Anastasis hat geschrieben:
schmitz-backes hat geschrieben:Aber nicht mal Kardinal Meisner war eingeladen
Hast Du da zuverlässige Informationen, daß er "nicht eingeladen" wurde? Müssen Bischöfe da überhaupt auf eine "Einladung" warten? Oder wollte er vielleicht einfach nicht teilnehmen, warum auch immer?
*Zustimmung*

Könnte jemand, der sich damit auskennt, folgende Fragen beantworten?

1.) (Siehe Posting von Anastasis)
2.) Wer stellt das Programm des Katholikentages zusammen? Geschieht dies ausschließlich durch das ZDK oder wählt dieses nur aus Ideen, die von Verbänden und Einzelpersonen kommen, aus?
-- Im letzteren Fall könnte nicht nur Kard. Meisner, sondern auch Kard. Scheffczyk von sich aus anbieten, zu einem Thema zu reden oder ein Verband ihn als Referenten vorschlagen.

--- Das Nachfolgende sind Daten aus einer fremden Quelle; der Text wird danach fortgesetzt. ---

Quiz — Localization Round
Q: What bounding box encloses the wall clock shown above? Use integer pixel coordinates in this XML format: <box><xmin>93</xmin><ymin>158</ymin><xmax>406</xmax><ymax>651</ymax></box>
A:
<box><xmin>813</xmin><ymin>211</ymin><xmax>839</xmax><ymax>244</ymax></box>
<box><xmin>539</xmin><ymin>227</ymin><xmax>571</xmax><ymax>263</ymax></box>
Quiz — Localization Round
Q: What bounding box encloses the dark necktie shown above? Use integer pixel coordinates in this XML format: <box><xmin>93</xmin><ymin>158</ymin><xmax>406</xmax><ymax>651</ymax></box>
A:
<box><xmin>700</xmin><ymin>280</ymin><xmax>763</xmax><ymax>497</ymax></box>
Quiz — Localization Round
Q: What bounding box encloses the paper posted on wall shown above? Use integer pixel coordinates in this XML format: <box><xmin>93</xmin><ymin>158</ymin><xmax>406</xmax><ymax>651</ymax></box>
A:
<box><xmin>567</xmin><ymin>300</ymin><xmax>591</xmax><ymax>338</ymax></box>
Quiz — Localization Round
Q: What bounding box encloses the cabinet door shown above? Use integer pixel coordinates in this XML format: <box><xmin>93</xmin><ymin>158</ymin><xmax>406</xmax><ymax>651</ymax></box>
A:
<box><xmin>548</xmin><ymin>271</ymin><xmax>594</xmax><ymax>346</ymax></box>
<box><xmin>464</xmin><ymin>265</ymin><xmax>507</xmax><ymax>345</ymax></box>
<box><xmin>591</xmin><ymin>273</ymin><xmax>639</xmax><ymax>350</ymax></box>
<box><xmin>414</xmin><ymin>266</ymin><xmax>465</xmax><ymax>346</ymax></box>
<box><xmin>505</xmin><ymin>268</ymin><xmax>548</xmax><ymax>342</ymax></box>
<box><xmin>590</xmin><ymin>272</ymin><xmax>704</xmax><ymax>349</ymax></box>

3.) Haben die Bischöfe (Mehrheit der DBK, Ortsbischof u.a.) Einfluss auf die Gestaltung des Katholikentags? (Z.B. durch Teilnahme an der Planung, Vetorecht u.ä.)

Und, notabene: Lefebvre ist mit seinen Anhängern, die sich nach der Priesterweihe von Econe 1988 (?) nicht von ihm getrennt haben, exkommuniziert (Die Gültigkeit dieser Entscheidung wurde zwar angezweifelt, AFAIK aber nicht angefochten). Dagegen sind weder Bischof Gaillot, noch Küng, soweit ich weiß nicht einmal Drewermann, exkommuniziert.